4mも?という感じがするかもしれませんが、車体が大きいローリーは一般車両と比べても威圧感を与えがちです。停止車間距離を2mとした場合、ローリーの前方車両から後ろを確認すると、トラクターヘッドのボンネット部分が迫ってきていて、ローリー以外の左右の状況を確認することができません。一方、しっかり4mの車間距離を空けた場合、ナンバープレートまでしっかり確認することができます。車間距離を確保し、事故を防ぐと同時に、周囲の歩行者・自転車・他の車両への配慮ある優しい運転を心がけます。
④時差発進2秒後!並走を避ける!
前方車両の発進後2秒遅れて発進することで、予期せぬ事態に備えやすく、信号無視の車両との衝突を防ぐことができます。また、この遅れにより、並走を避けたり危険回避スペースを確保しやすくなるとともに、発進時のアクセル操作も緩やかになります。
⑤目線は遠く高くとり15秒先を把握!
運転中は常に15秒先を見据え、前方の信号や工事区域などの変化を早めに察知して対応することで、スムーズかつ安全な運転を心掛けます。
⑥一点凝視禁止!絶え間なく視線を移動!
優良運転者は絶え間なく視線を動かし、車両直進方向だけでなく左右方向の状況も把握します。
⑦5~8秒毎にミラーチェック!
サイドミラーには平面ミラーと凸面ミラーがあります。凸面ミラーは、左右のミラーで比較した場合、左側のミラーの方がより遠くに見えるため、左折時には巻き込み事故に注意します。
大型トラックの車輪脱落防止
令和5年度、貨物自動車(車両総重量8t超え)及びバス(定員30名以上)の車輪脱落発生件数は142件、うち人身事故は2件あり、平成23年以降年々増加しています。また、車輪脱落の94%は左後輪に集中しています。このような車輪脱落を防ぐため、4つのポイントに気を付けています。

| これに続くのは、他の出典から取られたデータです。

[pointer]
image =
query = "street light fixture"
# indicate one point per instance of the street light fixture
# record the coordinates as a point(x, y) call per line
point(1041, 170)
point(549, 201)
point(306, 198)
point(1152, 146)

1. 締付け方式には、球面座で締付けるJIS方式と平面座で締付けるISO方式があります。「規定の締付けトルク」で確実に締付けます。
2. 50~100km走行後は、しっかり増し締め締付け後の初期なじみによって、締付け力が低下します。ホイール取付後、50~100km走行後を目安に「規定の締付けトルク」で増し締めを行います。
3. 目で見て、触って1日1回車輪点検、運行の前に、ホイールボルト、ナットを目で見て、触って点検します。異常を発見したら直ぐに整備工場へ行きます。

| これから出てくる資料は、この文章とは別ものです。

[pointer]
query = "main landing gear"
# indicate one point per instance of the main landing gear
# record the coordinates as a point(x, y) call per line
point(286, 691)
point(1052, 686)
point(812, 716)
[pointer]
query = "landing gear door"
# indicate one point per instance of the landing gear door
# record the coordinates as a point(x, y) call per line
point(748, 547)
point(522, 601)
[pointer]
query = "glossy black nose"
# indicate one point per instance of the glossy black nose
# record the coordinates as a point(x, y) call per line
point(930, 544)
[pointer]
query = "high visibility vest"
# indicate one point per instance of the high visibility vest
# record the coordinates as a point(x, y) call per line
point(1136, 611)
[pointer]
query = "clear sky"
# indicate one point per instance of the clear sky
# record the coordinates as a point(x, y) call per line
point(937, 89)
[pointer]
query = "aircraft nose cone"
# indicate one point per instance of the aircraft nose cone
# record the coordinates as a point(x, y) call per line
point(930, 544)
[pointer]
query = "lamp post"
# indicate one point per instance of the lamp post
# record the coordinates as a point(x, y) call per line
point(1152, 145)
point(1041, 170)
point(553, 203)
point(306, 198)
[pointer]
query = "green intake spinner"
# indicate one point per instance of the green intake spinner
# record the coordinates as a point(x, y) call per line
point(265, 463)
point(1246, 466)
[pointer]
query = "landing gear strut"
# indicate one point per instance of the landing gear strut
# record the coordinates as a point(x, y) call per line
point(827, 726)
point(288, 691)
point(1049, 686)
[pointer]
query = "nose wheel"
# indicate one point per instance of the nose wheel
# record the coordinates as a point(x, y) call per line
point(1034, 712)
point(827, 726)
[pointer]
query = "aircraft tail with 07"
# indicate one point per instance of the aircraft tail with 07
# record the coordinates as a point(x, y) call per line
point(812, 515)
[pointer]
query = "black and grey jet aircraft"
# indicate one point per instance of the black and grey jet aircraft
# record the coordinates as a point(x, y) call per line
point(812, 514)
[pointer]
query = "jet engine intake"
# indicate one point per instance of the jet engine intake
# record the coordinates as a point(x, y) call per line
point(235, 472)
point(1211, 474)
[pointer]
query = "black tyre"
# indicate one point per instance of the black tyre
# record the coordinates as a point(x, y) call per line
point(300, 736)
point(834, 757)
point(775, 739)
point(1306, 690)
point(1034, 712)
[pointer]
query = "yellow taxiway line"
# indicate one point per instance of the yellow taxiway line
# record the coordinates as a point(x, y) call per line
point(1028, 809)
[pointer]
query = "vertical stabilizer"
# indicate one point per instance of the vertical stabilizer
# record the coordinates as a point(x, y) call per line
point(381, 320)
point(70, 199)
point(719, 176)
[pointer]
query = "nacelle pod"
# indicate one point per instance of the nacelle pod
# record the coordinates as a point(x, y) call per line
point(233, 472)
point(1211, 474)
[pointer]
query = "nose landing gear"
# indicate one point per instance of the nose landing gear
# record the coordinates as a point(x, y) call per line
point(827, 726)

4. ホイール履き替えは、適合するボルト&ナットでスチールホイール、アルミホイール履き替えの際は、それぞれ適合するホイールボルトやナットを使用します。誤組や混用は、ボルトの折損などの原因になります。必ず確認します。
車両火災防止
トレーラー火災は3年間で82件発生し、原因の85%がブレーキにあります。火災の発生要因は以下が挙げられます。
・ブレーキペダルの戻り不良
・ハブベアリング潤滑不良
・ブレーキチャンバー不具合
・エンジンオイルの劣化
・その他
このような火災を未然に防ぐため、5つの日常点検・定期点検を徹底します。
・メーカー推奨の定期部品交換の実践
・走行中に違和感を感じたら整備管理者に報告
・バッテリーや電装品取り付けは専門家に任せる
・定期的なキャブティルトで、エンジン回りをチェック
・可燃物をキャブ内に放置しない
エコドライブのポイント
燃費悪化の4要素
燃費悪化の要因は、1位波状運転、2位急発進・急加速、3位遅いシフトアップ、4位急ブレーキとなっています。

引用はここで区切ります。